Online Fundraising: Is Your Website Google-friendly?
October 21st, 2008By Harry Lynch & Paul Habig
Are you worried about Wall Street’s woes? Fretting about your donors’ plunging portfolios? Wondering if your foundation funders can still make good on their pledges?
If you’re trying to figure out what sure-fire steps you can take to bolster your fundraising efforts in the coming weeks and months, have you considered … well … search engine optimization?
As one strategy for these times, it’s not nearly as off the wall as it sounds. Through all of the economic turbulence of the recent months, giving via the Internet has continued to be one of the brightest spots in fundraising and shows few signs of being affected by the crisis. But no matter how wonderful your website is (or you think it is), your best donors and potential donors can’t give to you online unless they find your website in the first place.
Search engines are the second biggest source of website traffic, second only to email (see the July 21 AFP eWire story on email appeals).
Search engine optimization (SEO) should be a key tool in your fundraising arsenal.
By now, most of us know the basics of SEO: Submitting our websites to major search engines, placing text on our homepages that’s rich with descriptive keywords and ensuring our website contains quality content that is frequently refreshed.

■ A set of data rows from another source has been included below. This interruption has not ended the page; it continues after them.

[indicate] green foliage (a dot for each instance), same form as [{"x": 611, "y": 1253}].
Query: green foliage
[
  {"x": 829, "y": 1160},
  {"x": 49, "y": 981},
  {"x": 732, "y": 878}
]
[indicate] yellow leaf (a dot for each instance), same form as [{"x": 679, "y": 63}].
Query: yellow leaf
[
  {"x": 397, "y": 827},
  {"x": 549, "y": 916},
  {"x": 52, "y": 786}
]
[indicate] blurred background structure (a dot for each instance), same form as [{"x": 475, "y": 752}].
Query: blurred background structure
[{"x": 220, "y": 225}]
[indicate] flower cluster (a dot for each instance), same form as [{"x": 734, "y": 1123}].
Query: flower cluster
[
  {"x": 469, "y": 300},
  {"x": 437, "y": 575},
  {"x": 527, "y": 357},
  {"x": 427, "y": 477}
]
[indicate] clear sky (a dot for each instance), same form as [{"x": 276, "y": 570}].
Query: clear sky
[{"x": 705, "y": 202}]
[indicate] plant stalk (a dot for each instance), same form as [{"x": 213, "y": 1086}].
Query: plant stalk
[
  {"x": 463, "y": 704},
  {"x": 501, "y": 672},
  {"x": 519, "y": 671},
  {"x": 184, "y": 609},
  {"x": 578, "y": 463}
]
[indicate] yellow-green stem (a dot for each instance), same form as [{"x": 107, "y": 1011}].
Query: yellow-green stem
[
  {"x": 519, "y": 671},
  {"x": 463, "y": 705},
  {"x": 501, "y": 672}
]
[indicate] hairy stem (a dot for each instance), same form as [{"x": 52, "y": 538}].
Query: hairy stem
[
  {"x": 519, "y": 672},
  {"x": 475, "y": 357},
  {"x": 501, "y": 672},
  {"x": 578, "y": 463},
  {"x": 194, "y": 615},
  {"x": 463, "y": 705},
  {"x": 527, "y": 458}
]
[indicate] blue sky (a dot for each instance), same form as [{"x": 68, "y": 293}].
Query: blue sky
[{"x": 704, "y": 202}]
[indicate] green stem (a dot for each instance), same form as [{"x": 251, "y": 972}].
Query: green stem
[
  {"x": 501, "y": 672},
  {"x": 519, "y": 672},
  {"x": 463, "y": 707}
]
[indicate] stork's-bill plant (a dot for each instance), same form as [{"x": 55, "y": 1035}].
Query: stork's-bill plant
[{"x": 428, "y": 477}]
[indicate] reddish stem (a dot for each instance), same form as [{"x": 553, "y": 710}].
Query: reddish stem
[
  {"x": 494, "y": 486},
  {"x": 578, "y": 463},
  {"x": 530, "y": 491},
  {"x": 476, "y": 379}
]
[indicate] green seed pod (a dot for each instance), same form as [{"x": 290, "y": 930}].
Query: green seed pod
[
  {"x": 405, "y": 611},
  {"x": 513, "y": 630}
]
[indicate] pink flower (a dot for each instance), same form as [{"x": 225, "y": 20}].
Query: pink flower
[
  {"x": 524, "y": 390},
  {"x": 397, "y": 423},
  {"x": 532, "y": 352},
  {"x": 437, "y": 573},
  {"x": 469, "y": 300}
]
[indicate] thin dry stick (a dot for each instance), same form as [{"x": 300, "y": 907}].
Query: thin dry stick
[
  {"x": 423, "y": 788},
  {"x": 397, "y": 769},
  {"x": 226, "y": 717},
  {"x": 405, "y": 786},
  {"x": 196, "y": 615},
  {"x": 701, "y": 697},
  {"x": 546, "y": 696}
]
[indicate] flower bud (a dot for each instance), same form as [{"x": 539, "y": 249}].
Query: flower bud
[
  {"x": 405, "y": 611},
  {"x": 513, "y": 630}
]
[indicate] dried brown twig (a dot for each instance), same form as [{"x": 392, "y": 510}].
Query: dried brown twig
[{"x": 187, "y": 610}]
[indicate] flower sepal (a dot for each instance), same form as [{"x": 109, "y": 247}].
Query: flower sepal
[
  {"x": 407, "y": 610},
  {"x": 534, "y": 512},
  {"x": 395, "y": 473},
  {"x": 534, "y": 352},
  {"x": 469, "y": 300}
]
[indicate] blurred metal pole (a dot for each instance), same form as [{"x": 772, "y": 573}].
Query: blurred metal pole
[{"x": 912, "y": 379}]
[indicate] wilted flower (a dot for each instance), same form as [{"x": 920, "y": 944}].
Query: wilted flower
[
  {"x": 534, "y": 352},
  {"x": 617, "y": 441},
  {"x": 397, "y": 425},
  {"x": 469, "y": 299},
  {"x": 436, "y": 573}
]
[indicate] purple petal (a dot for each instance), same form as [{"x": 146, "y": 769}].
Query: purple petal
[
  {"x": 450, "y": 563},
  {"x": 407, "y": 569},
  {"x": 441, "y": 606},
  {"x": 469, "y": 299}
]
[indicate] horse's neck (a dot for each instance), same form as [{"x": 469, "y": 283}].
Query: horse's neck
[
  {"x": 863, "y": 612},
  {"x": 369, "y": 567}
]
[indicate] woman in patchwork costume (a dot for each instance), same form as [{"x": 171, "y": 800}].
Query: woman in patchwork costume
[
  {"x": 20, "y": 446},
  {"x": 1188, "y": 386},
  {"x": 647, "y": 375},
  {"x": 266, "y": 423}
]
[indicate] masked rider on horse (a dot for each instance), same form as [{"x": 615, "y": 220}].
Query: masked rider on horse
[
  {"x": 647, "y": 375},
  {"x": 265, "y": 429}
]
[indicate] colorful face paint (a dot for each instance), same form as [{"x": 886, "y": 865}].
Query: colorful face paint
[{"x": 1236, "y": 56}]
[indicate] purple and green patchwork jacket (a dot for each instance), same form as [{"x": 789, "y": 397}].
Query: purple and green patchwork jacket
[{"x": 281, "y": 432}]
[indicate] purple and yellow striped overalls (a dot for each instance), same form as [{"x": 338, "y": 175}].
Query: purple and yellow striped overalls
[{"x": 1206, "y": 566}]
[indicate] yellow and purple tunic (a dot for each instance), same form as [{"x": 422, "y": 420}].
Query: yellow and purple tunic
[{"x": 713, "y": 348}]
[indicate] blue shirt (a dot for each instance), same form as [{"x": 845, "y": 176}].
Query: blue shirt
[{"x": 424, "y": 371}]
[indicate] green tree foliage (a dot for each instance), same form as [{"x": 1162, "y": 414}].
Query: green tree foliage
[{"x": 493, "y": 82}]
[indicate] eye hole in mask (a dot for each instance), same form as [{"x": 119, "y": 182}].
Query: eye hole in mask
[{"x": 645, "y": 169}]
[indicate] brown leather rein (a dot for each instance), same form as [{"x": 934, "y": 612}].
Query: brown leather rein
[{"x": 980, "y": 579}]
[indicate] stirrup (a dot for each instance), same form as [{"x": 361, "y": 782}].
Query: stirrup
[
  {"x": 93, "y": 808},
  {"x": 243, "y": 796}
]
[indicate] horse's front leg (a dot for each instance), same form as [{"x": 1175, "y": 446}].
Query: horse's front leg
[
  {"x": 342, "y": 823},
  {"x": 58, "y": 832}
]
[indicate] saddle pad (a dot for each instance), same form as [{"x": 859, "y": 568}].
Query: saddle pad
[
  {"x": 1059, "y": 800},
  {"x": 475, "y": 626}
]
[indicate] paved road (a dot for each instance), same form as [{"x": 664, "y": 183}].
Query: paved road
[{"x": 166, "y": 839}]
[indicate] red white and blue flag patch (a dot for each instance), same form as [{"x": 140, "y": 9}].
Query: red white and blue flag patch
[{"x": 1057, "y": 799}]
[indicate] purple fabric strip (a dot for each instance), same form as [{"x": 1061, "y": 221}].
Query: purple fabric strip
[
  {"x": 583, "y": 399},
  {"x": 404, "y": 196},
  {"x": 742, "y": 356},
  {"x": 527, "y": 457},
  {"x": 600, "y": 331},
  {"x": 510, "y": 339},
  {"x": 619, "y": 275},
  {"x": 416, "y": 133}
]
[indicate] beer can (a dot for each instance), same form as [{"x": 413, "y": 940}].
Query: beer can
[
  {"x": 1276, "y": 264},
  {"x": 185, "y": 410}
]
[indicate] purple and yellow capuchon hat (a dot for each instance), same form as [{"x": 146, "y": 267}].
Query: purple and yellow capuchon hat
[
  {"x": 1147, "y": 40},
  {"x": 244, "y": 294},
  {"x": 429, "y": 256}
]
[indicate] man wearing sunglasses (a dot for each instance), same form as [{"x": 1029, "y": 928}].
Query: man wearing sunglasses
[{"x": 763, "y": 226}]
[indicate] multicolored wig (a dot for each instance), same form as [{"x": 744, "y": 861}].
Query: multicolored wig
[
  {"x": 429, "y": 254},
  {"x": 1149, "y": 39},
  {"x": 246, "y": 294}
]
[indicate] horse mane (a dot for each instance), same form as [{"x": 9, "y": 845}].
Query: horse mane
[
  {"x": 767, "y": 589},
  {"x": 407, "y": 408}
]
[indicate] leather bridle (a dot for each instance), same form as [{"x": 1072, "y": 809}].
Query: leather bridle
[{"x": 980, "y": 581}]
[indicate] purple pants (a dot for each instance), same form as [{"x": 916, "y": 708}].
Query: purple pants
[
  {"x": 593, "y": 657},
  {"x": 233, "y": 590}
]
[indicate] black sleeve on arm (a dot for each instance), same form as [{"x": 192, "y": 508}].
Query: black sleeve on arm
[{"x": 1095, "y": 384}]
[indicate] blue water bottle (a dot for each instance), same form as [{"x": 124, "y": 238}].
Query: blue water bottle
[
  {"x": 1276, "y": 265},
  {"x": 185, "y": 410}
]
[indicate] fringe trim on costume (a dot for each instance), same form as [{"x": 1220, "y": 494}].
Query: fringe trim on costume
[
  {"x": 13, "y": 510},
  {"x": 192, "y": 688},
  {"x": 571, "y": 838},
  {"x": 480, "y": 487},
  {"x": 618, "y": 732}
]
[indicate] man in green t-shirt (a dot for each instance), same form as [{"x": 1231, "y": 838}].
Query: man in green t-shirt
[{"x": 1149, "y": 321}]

But the methodology used by Google and Yahoo is a constantly changing—a peculiar science with a fair bit of art thrown in. Keeping up with the latest trends in SEO can be difficult—and falling into traps and making common errors is hard to avoid. A few tips for these challenging times:
Site Architecture and Design. Technical minutia may put many fundraisers to sleep, but it is hugely significant when it comes to ensuring that your site is search-engine friendly. Utilizing up-to-date methods of coding and structuring your site is absolutely essential when it comes to SEO. If your website was designed more than three or four years back, chances are the technical structure is limiting how well the search engine “spiders” can find and read the information on your site.
Title Tags. Each web page on your site has a title tag, which is located in the “metadata” field. Adding strategic and relevant keywords or key phrases in this field is likely to gain you significant improvements in your search engine rankings. The text within the title tag is what appears in a search engine result.
Keyword Frequency. This is a fairly easy SEO technique. First, you need to decide what keyword or phrase is going to be optimized for a webpage (one or two per page). Second, make sure there is repetition of that keyword or phrase throughout that webpage. Last, add the same keyword or phrase in your website headings (text that is often larger and bolded, known to website designers as the <h17> tag). This will make a huge difference with SEO.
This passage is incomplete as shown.